General Data Protection Regulation (GDPR)
On 14 April 2016, the GDPR was ultimately approved by the Parliament of EU. It took place after preparing it for four long years. The EU General Data Protection Regulation (GDPR) has been created in a way that would harmonize laws relating to data privacy all across Europe. This was done in order to empower and protect the existing citizens all over European Union. GDPR is also organized in a way that would shape the way organizations approach the concept of data privacy.
GDPR is applicable to ‘personal data’, which means any information that relates to an individual. An individual would be identified by an identifier by reference. Personal identifiers can include a wide range of personal data such as identification number, name, online identifier or location data, changes taking place in technology and the manner of collecting people’s information.
It must be particularly kept in mind, that what are the organizations that fall under the need of protecting their data.

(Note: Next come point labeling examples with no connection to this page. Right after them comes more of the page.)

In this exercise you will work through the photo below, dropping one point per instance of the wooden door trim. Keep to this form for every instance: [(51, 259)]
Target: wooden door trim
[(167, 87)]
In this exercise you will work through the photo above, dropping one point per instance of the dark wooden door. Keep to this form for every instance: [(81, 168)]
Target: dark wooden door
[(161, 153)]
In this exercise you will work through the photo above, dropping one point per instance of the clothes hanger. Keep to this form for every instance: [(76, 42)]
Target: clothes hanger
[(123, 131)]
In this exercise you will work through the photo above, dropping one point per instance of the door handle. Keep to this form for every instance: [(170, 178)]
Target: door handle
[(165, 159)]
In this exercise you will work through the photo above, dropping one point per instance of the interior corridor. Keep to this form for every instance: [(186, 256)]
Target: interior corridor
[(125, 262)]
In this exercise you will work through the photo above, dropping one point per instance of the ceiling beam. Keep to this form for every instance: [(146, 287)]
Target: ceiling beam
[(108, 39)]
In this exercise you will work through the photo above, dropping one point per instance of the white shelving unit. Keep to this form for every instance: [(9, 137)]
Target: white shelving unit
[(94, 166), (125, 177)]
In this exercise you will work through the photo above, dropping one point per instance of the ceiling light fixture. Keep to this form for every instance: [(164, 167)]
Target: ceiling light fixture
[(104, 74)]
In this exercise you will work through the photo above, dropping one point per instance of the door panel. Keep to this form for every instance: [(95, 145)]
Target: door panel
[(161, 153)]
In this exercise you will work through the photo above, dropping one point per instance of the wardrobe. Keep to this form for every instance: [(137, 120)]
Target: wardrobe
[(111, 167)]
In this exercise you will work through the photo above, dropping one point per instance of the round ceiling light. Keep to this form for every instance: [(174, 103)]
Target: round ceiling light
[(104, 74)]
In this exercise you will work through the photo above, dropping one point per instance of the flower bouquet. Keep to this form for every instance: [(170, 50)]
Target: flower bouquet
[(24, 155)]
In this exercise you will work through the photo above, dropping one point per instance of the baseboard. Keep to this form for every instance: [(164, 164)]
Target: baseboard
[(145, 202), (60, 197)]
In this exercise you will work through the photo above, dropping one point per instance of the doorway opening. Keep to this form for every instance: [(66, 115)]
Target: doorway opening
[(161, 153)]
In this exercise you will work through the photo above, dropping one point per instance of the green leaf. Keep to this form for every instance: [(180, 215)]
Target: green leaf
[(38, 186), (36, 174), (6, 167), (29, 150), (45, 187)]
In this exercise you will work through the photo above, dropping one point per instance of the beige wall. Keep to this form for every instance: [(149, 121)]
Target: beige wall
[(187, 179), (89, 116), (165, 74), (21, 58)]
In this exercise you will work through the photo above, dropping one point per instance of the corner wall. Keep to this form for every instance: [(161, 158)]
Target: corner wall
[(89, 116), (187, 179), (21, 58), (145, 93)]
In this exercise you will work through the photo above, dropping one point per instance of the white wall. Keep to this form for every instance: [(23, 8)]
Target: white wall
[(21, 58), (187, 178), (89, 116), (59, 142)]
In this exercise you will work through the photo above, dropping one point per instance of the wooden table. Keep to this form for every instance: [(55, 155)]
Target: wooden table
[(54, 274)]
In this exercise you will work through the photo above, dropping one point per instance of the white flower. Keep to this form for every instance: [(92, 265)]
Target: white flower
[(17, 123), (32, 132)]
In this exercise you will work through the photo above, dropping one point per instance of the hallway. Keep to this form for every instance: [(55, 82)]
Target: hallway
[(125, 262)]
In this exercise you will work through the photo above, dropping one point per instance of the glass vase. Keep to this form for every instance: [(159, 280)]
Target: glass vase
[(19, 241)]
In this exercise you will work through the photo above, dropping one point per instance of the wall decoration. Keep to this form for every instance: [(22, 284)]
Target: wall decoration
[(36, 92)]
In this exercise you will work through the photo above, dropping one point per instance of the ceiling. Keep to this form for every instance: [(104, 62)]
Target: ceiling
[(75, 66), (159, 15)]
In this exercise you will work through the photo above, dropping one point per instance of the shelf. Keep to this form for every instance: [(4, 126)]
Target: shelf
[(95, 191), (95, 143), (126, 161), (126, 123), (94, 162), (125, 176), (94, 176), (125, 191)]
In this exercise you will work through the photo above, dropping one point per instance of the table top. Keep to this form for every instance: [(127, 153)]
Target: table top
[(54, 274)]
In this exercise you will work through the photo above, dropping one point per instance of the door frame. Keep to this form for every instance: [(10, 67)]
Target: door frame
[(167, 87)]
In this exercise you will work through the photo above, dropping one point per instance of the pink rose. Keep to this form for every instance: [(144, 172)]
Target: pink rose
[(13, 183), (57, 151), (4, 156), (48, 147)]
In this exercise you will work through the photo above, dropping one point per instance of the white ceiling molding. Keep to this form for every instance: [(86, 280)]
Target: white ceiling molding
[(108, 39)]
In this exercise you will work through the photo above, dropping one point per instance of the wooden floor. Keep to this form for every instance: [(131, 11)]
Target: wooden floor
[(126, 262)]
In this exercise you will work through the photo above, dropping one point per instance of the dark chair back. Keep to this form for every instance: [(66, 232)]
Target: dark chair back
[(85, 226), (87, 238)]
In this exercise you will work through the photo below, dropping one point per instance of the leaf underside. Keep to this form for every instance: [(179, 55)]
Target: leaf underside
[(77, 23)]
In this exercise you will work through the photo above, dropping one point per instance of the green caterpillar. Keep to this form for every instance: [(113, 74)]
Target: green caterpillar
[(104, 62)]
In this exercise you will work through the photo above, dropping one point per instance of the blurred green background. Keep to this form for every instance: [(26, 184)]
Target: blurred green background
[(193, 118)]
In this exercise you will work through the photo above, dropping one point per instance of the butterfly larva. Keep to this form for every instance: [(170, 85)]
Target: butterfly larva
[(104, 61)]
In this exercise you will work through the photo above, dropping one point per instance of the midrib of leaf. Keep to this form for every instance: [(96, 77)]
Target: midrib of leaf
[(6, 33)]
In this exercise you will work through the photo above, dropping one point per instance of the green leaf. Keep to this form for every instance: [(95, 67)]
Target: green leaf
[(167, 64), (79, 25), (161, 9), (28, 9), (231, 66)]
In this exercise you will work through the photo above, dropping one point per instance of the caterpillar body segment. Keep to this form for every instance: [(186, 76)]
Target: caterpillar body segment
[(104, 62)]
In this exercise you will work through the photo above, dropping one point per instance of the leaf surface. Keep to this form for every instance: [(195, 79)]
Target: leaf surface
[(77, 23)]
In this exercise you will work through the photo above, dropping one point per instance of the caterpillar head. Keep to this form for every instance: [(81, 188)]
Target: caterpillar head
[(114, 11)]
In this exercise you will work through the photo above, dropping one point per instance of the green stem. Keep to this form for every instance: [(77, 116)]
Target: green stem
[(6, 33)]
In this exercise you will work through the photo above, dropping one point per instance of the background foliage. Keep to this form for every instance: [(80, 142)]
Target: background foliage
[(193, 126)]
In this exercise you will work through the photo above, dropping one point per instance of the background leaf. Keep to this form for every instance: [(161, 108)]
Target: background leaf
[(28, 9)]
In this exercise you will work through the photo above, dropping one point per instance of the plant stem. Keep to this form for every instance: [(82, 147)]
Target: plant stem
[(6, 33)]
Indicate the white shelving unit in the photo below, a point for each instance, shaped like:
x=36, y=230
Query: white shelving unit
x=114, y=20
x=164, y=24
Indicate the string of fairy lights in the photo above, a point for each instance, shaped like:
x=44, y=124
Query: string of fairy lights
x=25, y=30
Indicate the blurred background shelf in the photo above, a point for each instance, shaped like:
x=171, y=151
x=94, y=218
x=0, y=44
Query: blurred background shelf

- Organizations that involve themselves with systematic monitoring
- Public authorities
- Organizations engaging in sensitive personal data in a large scale
Organizations that do not fall under any of this category need not worry about appointing a Data Protection Officer. Data breaches generally take place when the breach has been taken place in the notification policies of the company.
The aim of GDPR lies in setting forth a set of rules in order to provide EU citizens more control on their personal data, than before. GDPR simplifies the environment for citizens and businesses established in the EU. The motive behind this action is to fully benefit from the existing digital economy.
Every aspect of our lives is intermingled around data. Every service that we undertake involves the collection, as well as analysis using our personal data. From banks, retailers, social media companies to even governments ask for our personal data. Organizations store an individual’s name, credit card number, address and others.
What is meant by breach of data?
Data can be breached at any time. Information that is provided by an individual may get lost, or even stolen. In the worst scenario, this data may slip into the hands of people who were not supposed to see the data content or would utilize the data for the bad.
Under the provisions of GDPR, it is ensured that organizations gather or collect personal data entirely under strict conditions and legal terms. The ones who collect the data would be obliged to manage the data and ensure confidentiality. They will have to guarantee that no exploitation and misuse will be there. Respecting the data owner rights has to be ensured.
According to GDPR rules, only one law would be existing and applicable to all companies involved in business within the member states of EU. Under GDPR, even Facebook could be entitled to a fine upon the order of $1.6 billion.
The European Commission belief that an authority, that is one for the entire Europe would be better for businesses. It would be cheaper, and at the same time simpler for the businesses, to remain active within the geographical area. As per the Commission, it has been considered that 2.3 billion Euros could be saved every year all across Europe.
With the unification of the rules of data protection in Europe, a business is generated by lawmakers that contribute to vast opportunities and innovation possibilities.